RomanS comments on Christiano, Cotra, and Yudkowsky on AI progress

RomanS 26 Nov 2021 15:10 UTC
4 points
One way they could do that, is by pitting the model against modified versions of itself, like they did in OpenAI Five (for Dota).
From the minimizing-X-risk perspective, it might be the worst possible way to train AIs.
As Jeff Clune (Uber AI) put it:
[O]ne can imagine that some ways of configuring AI-GAs (i.e. ways of incentivizing progress) that would make AI-GAs more likely to succeed in producing general AI also make their value systems more dangerous. For example, some researchers might try to replicate a basic principle of Darwinian evolution: that it is ‘red in tooth and claw.’

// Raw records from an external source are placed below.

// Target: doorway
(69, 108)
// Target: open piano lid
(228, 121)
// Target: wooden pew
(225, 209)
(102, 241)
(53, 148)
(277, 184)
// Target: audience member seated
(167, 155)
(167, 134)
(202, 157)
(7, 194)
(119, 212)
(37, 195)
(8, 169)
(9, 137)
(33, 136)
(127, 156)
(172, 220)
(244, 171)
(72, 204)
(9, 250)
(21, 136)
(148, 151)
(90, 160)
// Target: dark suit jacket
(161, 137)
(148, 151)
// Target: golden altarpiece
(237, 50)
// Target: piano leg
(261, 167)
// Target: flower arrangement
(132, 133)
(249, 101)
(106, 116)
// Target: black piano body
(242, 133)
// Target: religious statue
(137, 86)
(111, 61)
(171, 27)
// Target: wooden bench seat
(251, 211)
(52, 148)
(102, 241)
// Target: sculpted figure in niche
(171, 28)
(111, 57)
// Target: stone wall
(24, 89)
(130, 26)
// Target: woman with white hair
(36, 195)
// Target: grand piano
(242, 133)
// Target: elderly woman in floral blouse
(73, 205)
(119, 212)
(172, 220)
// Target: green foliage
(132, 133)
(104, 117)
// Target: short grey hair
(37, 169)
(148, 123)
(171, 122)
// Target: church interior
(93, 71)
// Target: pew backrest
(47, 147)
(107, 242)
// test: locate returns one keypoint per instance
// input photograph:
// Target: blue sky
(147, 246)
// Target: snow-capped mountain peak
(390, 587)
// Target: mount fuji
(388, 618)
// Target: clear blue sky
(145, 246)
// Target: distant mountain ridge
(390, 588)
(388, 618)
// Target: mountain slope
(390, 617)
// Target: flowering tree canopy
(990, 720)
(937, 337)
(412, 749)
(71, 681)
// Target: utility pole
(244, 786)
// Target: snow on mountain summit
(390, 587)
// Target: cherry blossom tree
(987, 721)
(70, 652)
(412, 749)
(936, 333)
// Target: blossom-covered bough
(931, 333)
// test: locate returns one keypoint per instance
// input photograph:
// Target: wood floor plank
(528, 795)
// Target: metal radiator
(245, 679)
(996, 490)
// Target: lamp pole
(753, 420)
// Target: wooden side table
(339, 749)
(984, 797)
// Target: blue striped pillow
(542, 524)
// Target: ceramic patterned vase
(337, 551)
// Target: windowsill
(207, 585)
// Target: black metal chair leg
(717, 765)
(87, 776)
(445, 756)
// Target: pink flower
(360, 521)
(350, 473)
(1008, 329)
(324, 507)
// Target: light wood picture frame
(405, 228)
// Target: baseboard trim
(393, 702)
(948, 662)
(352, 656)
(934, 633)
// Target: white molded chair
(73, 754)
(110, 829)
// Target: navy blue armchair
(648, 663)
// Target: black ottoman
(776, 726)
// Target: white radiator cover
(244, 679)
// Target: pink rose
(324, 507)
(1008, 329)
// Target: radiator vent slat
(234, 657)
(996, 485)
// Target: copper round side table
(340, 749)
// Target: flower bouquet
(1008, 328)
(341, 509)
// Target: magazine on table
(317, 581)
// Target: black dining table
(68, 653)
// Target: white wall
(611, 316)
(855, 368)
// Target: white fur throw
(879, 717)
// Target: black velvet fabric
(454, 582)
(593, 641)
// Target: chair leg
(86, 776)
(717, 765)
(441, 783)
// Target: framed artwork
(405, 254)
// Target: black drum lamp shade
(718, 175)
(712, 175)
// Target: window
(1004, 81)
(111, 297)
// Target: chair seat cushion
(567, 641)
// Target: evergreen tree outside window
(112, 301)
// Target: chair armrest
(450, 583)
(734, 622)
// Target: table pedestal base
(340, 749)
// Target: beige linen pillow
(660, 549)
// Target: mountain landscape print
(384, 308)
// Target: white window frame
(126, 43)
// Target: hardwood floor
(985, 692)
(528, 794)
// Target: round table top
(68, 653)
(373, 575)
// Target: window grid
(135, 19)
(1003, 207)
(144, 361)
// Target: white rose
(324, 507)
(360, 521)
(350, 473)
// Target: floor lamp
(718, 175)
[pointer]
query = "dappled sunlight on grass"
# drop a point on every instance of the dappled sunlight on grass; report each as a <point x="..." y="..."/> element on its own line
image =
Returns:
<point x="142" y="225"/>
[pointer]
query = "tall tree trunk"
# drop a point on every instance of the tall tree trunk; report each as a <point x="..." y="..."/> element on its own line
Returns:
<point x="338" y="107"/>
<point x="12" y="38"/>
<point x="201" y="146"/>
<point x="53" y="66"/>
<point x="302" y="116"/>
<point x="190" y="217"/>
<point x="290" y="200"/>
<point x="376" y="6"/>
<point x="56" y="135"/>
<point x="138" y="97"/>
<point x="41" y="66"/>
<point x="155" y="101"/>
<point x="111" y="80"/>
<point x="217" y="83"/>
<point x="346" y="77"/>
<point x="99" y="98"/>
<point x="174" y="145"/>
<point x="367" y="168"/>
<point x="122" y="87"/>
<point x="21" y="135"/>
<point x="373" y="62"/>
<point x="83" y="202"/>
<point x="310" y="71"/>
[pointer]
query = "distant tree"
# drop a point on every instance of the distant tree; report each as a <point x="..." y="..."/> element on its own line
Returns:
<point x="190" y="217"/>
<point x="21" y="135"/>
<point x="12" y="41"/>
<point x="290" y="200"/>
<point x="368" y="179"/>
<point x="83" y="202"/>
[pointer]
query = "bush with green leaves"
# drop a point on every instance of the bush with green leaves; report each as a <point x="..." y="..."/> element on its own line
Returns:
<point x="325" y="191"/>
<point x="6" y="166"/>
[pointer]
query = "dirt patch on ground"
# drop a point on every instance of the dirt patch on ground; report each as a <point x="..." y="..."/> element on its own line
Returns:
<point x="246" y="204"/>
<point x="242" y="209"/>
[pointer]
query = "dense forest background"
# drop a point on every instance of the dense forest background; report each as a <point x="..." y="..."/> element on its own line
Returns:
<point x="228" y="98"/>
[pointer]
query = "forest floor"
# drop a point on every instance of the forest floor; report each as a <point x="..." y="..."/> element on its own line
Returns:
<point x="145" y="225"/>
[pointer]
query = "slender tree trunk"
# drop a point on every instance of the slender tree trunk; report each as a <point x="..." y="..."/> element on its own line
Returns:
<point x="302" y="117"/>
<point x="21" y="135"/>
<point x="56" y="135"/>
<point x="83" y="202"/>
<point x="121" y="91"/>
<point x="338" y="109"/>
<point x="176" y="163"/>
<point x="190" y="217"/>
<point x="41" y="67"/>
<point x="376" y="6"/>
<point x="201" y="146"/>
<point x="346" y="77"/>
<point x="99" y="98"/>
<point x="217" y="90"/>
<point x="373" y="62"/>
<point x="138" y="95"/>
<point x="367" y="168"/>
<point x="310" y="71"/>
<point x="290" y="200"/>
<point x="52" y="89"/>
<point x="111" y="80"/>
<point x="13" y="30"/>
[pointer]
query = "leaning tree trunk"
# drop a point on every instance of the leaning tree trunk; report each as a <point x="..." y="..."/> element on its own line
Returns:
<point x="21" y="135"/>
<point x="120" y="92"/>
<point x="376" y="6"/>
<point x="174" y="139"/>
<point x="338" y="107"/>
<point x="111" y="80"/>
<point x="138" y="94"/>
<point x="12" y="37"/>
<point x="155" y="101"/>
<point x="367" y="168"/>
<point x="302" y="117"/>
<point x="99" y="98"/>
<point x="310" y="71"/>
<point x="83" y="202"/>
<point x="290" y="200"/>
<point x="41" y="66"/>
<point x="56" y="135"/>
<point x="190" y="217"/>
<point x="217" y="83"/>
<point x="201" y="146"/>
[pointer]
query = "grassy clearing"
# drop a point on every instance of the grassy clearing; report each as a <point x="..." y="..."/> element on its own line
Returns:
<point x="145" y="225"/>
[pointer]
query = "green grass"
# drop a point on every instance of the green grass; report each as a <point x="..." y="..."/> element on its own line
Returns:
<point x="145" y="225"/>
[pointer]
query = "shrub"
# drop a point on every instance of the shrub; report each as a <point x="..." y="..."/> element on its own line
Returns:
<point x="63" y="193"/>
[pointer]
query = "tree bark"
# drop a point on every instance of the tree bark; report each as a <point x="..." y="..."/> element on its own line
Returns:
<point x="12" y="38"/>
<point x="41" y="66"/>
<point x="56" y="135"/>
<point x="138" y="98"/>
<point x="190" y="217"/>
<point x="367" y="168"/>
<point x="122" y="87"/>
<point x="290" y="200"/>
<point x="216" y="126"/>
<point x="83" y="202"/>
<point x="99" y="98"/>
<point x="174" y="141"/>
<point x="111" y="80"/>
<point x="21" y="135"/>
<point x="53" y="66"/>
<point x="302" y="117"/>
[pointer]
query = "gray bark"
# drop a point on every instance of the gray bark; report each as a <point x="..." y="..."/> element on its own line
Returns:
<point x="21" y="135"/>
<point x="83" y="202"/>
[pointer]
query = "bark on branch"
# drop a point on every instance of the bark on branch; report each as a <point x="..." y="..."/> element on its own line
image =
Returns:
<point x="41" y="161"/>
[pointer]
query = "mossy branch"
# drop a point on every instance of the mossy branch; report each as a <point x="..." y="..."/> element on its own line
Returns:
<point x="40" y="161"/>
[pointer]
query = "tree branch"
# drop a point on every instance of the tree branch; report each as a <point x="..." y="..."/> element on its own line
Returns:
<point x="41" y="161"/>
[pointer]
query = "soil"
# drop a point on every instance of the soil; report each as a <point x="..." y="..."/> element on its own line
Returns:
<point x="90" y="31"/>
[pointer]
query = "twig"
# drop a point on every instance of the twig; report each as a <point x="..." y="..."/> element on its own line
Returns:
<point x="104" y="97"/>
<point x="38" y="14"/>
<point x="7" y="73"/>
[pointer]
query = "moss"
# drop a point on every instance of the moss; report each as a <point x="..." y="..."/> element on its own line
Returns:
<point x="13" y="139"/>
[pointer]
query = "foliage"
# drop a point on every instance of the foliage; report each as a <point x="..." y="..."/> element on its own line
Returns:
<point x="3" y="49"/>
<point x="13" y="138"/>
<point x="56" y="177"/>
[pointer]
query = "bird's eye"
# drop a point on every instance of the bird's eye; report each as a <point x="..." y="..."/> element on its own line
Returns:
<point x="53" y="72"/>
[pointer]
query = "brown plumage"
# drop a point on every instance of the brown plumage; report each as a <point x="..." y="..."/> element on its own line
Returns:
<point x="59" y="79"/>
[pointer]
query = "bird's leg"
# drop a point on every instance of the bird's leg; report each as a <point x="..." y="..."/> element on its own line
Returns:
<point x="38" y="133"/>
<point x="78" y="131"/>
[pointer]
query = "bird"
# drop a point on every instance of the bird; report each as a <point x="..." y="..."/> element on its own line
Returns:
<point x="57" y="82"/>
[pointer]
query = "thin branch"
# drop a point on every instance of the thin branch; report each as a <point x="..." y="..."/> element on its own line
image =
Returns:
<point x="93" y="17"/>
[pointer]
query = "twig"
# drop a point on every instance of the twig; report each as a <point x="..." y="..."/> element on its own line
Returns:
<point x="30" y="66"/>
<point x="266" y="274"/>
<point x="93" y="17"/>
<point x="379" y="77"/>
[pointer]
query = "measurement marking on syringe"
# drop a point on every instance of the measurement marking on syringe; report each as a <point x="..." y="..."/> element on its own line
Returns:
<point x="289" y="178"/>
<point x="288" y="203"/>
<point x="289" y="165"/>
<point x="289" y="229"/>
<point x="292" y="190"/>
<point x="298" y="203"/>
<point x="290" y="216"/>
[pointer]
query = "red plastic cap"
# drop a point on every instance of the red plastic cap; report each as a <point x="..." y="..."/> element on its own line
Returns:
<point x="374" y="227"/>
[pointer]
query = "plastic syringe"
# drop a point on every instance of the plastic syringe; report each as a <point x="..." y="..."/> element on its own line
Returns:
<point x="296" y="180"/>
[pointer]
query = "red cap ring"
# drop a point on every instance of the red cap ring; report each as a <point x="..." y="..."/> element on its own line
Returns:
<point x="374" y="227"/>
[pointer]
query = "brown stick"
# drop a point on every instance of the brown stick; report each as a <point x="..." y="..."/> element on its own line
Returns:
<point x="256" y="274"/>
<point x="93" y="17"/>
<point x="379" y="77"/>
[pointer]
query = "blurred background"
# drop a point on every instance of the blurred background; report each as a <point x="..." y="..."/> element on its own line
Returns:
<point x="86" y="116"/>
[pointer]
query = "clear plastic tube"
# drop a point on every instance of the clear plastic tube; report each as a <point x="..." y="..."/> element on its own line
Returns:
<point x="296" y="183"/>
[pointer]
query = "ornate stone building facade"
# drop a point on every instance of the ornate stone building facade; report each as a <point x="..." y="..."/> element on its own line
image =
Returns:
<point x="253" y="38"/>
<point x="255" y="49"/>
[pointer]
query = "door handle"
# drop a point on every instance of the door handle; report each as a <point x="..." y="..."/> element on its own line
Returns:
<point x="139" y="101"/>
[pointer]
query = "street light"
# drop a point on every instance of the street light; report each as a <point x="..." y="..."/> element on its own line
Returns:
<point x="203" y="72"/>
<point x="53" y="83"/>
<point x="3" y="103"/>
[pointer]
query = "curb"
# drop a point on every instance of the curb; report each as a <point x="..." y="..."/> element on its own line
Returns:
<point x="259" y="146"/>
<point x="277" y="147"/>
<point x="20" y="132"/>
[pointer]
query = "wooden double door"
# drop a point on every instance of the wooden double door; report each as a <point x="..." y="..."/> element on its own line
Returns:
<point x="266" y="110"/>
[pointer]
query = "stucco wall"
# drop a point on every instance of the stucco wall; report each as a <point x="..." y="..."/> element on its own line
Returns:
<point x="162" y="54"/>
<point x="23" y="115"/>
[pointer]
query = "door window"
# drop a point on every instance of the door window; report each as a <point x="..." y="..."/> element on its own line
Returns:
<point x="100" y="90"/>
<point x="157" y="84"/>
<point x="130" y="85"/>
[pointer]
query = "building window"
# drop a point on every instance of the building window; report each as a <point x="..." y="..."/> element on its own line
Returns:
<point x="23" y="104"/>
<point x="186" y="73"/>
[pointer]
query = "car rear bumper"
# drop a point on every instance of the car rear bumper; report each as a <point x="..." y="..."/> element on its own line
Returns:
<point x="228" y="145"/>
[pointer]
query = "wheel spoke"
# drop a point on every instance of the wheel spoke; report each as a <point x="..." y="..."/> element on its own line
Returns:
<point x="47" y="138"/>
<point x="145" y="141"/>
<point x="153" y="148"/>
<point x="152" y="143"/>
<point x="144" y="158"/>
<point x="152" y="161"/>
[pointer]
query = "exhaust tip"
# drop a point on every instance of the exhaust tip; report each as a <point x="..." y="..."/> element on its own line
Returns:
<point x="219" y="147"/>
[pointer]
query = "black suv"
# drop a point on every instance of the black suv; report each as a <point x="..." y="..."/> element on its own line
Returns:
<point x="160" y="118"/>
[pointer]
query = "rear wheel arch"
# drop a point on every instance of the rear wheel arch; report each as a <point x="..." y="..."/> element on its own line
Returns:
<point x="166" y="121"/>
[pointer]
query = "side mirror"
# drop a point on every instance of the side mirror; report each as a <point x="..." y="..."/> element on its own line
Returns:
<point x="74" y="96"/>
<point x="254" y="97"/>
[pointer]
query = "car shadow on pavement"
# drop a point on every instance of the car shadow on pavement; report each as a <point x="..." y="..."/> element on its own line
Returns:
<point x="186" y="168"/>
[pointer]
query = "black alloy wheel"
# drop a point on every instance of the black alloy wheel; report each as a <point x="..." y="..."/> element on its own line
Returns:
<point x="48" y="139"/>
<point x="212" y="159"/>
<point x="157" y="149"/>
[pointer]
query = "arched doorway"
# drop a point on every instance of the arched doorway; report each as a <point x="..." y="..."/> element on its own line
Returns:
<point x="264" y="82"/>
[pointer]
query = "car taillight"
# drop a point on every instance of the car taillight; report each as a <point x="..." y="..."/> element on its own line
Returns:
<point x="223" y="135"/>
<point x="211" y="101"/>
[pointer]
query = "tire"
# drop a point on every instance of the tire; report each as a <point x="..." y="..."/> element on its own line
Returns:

If a researcher tried to catalyze the creation of an AI-GA by creating conditions similar to those on Earth, the results might be similar. We might thus produce an AI with human vices, such as violence, hatred, jealousy, deception, cunning, or worse, simply because those attributes make an AI more likely to survive and succeed in a particular type of competitive simulated world. Note that one might create such an unsavory AI unintentionally by not realizing that the incentive structure they defined encourages such behavior.
Additionally, if you train a language model to outsmart millions of increasingly more intelligent copies of itself, you might end up with the perfect AI-box escape artist.